Le dichiarazioni del segretario metropolitano del Partito Democratico di Napoli, Giuseppe Annunziata, sulla candidatura di Giovanni Nappi alle prossime elezioni comunali di Casalnuovo aprono un confronto politico interno al partito. Annunziata ha chiarito che l’annuncio della candidatura non può essere considerato espressione ufficiale della linea del PD, sottolineando la necessità di «procedere a verifiche puntuali sull’effettiva legittimità politica del circolo di Casalnuovo e sulle modalità con cui si è giunti a tale annuncio».

Secondo il segretario metropolitano, sarà quindi indispensabile un approfondimento sulle procedure adottate a livello locale prima di qualsiasi riconoscimento formale.

In merito alle dinamiche interne emerse sulla stampa, interviene Giovanni Nappi, candidato sindaco sostenuto da più liste. Nappi richiama la propria lunga militanza nel Partito Democratico, invitando a leggere le recenti prese di posizione come espressione di tensioni fisiologiche successive alle elezioni regionali.

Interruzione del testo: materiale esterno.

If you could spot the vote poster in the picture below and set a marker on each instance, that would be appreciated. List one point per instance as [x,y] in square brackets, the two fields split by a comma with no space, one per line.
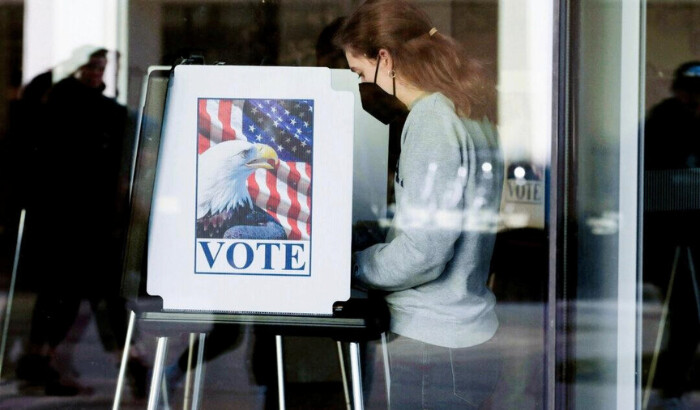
[252,203]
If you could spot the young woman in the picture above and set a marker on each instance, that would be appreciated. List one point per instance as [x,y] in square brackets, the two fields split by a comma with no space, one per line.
[435,261]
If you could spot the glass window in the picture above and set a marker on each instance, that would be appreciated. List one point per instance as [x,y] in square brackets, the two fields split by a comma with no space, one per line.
[70,147]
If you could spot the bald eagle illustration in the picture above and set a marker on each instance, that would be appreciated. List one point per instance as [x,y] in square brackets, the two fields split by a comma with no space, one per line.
[224,206]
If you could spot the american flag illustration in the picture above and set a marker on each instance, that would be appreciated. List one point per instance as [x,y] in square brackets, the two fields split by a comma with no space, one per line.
[287,127]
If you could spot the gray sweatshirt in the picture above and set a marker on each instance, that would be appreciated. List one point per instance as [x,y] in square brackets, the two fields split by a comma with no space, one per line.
[436,258]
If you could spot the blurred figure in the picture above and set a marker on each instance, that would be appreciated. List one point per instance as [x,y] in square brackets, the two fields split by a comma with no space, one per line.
[327,53]
[74,227]
[671,223]
[672,139]
[434,263]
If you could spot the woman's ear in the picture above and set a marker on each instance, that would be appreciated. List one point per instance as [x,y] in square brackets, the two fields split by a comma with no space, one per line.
[386,62]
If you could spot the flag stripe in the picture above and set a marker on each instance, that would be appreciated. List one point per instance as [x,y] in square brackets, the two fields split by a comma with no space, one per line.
[227,133]
[292,193]
[203,127]
[215,129]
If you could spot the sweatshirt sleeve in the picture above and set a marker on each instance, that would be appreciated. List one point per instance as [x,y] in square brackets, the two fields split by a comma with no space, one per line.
[428,219]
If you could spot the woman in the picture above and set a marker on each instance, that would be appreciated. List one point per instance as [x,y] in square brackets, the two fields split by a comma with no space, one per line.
[435,262]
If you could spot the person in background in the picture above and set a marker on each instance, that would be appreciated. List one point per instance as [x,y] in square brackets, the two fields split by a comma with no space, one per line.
[434,263]
[671,244]
[75,224]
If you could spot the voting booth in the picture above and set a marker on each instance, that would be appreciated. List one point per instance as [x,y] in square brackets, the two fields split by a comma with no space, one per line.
[246,184]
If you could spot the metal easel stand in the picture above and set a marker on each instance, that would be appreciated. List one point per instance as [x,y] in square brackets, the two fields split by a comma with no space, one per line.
[11,291]
[664,315]
[159,383]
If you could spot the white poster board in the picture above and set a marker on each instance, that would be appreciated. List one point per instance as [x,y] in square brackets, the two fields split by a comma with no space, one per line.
[252,203]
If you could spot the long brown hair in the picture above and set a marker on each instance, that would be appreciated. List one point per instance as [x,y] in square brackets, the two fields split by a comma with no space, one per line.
[428,60]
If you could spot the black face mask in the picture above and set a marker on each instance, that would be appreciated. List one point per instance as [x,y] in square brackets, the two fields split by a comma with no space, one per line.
[380,104]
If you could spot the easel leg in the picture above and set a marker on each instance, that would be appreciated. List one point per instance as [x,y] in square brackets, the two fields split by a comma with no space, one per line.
[344,376]
[125,360]
[356,376]
[157,378]
[280,371]
[11,292]
[199,373]
[660,332]
[387,370]
[188,373]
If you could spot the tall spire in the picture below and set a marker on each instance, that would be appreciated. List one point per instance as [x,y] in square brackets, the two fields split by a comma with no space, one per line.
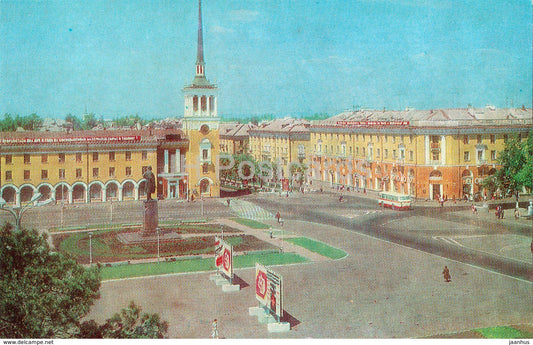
[200,58]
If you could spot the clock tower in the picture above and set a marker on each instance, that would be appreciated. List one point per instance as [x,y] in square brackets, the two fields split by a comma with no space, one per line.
[201,125]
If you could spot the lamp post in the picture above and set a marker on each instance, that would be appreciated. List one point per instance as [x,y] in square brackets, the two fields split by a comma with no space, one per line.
[158,232]
[90,248]
[18,212]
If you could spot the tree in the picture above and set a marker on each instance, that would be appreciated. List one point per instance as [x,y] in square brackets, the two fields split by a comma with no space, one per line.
[43,294]
[130,324]
[516,160]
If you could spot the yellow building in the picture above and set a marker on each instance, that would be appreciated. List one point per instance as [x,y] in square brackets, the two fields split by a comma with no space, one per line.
[92,166]
[83,166]
[201,125]
[284,142]
[425,153]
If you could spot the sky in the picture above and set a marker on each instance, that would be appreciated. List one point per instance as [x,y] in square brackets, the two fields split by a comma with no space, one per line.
[287,58]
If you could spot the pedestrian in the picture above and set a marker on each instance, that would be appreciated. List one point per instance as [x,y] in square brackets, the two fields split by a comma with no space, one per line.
[446,274]
[214,333]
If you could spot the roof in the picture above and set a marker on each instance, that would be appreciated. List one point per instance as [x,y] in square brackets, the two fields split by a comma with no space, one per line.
[285,125]
[77,137]
[236,129]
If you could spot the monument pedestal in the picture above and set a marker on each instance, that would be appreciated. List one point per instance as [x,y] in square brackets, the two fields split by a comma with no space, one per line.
[150,218]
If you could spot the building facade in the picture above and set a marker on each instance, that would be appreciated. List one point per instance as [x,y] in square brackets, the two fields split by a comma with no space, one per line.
[234,137]
[283,142]
[84,166]
[107,165]
[427,154]
[201,125]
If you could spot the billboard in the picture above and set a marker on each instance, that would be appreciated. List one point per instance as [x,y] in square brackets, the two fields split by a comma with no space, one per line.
[269,290]
[224,257]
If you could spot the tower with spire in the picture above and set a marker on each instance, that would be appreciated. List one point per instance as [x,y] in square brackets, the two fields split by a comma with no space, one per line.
[201,125]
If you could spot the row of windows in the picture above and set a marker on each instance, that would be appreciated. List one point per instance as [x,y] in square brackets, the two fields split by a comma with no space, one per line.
[79,173]
[371,137]
[61,157]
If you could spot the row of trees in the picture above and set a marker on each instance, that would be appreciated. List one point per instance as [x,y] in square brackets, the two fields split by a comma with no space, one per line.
[44,294]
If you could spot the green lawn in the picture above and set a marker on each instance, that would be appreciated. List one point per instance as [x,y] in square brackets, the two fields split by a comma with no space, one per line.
[503,332]
[251,223]
[196,265]
[317,247]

Il candidato chiarisce di non aver mai escluso un confronto sull’eventuale utilizzo del simbolo del PD, evidenziando come, nelle elezioni comunali, il valore del progetto politico e della costruzione delle liste prevalga spesso sull’uso del simbolo stesso. In questo contesto, Nappi segnala che una nuova lista civica è già pronta, pur ribadendo l’auspicio di un ritorno a un percorso condiviso, serio e inclusivo.

Nappi respinge inoltre l’ipotesi di un sostegno a forze politiche contrapposte al Partito Democratico. In particolare, precisa che il voto alla lista “A Testa Alta” è stato un sostegno a una formazione riconducibile al presidente Vincenzo De Luca, figura storicamente interna al PD, e non a un partito alternativo.

Alla replica di Nappi si affianca quella del segretario cittadino del PD di Casalnuovo, l’avvocato Gennaro Castiglione, che esprime rammarico per l’utilizzo di termini ritenuti impropri da parte della segreteria metropolitana. Rivendicando il proprio ruolo di dirigente politico e di uomo di legge, Castiglione chiede che eventuali contestazioni siano supportate da precisi riferimenti allo Statuto o al Regolamento del Partito.

Il segretario cittadino ribadisce la piena legittimità dell’operato del circolo di Casalnuovo, che, con una maggioranza qualificata, ha individuato e proposto una figura del territorio alla segreteria metropolitana, esercitando una prerogativa politica prevista dalle regole del PD e coerente con i suoi principi partecipativi.

Secondo Castiglione, eventuali rilievi di natura statutaria devono essere affrontati nel merito e nelle sedi opportune, evitando che il confronto interno degeneri in una polemica sterile, ritenuta dannosa sia per il Partito Democratico sia per la comunità politica locale.